When Hellions was first pitched, it was branded as a series that asks “can the bad guys behave?” In many ways, that descriptor doesn’t fit — the team itself has often proved to be anything but “bad guys” — but with Mister Sinister in particular, that descriptor is apt. Hellions #9 takes that question and brings it to new heights.
The issue opens with a great exchange between Sinister and Mastermind, proving that Mister Sinister isn’t the only bad guy on Krakoa who refuses to behave. From what we’ve seen in this series thus far, Sinister has no qualms turning on his own team — which makes it great when Mastermind turns on him. It’s interactions like this that truly assert Hellions‘ place in the current X-line — where else would this exchange ever occur?

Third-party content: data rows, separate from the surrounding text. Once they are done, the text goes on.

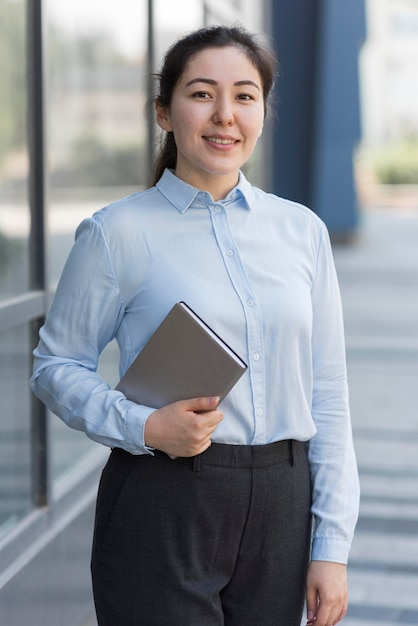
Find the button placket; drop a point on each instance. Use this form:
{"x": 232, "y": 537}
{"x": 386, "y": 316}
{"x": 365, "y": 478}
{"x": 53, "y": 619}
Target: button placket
{"x": 248, "y": 299}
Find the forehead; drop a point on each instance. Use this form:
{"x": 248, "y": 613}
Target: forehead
{"x": 225, "y": 63}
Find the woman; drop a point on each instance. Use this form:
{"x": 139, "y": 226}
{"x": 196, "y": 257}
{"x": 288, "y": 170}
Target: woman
{"x": 204, "y": 511}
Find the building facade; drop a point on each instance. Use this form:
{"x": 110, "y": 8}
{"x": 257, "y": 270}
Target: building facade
{"x": 75, "y": 134}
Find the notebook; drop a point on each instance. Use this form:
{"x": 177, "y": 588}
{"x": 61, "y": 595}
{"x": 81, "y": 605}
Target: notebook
{"x": 183, "y": 359}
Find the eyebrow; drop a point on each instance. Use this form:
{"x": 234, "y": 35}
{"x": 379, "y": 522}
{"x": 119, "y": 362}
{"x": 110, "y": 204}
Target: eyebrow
{"x": 210, "y": 81}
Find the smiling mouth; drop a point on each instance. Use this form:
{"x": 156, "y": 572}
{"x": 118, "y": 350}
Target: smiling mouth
{"x": 223, "y": 142}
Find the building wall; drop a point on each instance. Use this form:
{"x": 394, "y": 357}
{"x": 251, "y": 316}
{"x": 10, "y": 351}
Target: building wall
{"x": 389, "y": 71}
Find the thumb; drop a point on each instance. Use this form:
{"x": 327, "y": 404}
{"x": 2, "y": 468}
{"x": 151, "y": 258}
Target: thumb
{"x": 311, "y": 606}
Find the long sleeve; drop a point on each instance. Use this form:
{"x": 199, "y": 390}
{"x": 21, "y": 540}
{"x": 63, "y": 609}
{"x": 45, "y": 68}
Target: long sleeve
{"x": 331, "y": 451}
{"x": 85, "y": 315}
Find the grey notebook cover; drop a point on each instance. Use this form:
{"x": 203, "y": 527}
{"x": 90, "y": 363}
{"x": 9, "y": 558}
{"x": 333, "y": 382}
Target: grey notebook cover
{"x": 183, "y": 359}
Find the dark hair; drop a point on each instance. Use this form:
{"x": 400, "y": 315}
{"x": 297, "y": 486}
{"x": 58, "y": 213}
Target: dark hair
{"x": 179, "y": 55}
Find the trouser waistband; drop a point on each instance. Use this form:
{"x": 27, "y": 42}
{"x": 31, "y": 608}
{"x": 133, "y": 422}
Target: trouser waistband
{"x": 226, "y": 455}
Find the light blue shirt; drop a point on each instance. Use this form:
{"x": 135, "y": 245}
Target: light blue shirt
{"x": 259, "y": 270}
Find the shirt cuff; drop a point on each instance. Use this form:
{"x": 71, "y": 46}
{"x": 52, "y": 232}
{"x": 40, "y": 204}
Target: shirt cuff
{"x": 135, "y": 422}
{"x": 326, "y": 549}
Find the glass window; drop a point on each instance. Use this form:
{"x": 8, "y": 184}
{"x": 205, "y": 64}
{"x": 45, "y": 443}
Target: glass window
{"x": 14, "y": 210}
{"x": 15, "y": 458}
{"x": 96, "y": 60}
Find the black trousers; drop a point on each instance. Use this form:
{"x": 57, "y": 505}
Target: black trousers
{"x": 218, "y": 539}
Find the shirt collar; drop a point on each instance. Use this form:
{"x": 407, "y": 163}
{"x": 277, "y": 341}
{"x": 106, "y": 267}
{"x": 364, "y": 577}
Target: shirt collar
{"x": 183, "y": 196}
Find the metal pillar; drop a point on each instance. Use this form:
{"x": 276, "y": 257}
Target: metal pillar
{"x": 318, "y": 112}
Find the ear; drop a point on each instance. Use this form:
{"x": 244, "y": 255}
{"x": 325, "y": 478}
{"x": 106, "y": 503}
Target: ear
{"x": 162, "y": 116}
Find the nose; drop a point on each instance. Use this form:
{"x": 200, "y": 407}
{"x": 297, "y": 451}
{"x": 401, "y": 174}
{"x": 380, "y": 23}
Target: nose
{"x": 224, "y": 112}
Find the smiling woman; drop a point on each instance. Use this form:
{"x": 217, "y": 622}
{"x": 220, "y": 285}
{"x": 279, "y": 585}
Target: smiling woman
{"x": 216, "y": 114}
{"x": 204, "y": 510}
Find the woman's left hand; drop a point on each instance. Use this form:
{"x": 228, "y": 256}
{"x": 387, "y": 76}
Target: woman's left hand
{"x": 326, "y": 593}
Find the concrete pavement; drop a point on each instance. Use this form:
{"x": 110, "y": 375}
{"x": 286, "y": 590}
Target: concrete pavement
{"x": 379, "y": 285}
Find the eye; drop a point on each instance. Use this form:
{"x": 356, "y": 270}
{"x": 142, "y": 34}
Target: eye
{"x": 245, "y": 96}
{"x": 202, "y": 95}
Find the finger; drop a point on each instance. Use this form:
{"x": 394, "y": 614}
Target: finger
{"x": 201, "y": 404}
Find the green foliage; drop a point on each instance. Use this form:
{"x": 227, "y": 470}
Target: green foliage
{"x": 397, "y": 163}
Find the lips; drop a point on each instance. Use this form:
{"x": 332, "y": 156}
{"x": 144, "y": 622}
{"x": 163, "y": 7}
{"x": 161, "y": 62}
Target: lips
{"x": 224, "y": 141}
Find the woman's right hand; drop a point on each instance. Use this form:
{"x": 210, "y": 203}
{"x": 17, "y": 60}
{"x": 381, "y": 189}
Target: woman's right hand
{"x": 183, "y": 428}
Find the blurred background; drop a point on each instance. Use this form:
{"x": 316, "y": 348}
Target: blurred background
{"x": 75, "y": 134}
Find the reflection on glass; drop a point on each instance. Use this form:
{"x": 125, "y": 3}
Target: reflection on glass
{"x": 96, "y": 142}
{"x": 14, "y": 211}
{"x": 15, "y": 481}
{"x": 96, "y": 95}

Orphanmaker’s status was among the more interesting after X of Swords, with Xavier getting involved because he was scared of resurrecting Orphanmaker to his full potential. Hellions #9 finally brings Orphanmaker truly back into the fray. Though the issue itself doesn’t too much to answer any questions about how his resurrection will change him, it certainly plants the seeds for something in the future.
The Hellions‘ team dynamic is great and it’s like nothing else in the line, featuring a group of outsiders who begrudgingly work together. Some of these team members even hate each other just like they hate their leader, Mister Sinister. Their reaction to his disappearance is golden and on a much sadder note, it’s probably the closest thing to bonding these people have all shared with each other. Kwannon and Greycrow might have moments, but it’s rare for this group to be all in agreement like this. ‘Tis the beautiful dysfunction of Hellions.
Mastermind’s return alone was a nice throwback to a classic villain, but when the Hellions start to investigate Sinister’s appearance they run into yet another classic baddie, Arcade. There’s something exciting about seeing people like Arcade and Mastermind being prominent X-Men villains in 2021, and Hellions definitely makes it work.
Though Hellions #9 doesn’t do much to answer the myriad of questions the title has raised, it is a fun ride. Wells continues to capture the wonderful dysfunction of this team’s dynamic and Segovia’s pencils tie it all together in a beautiful knot.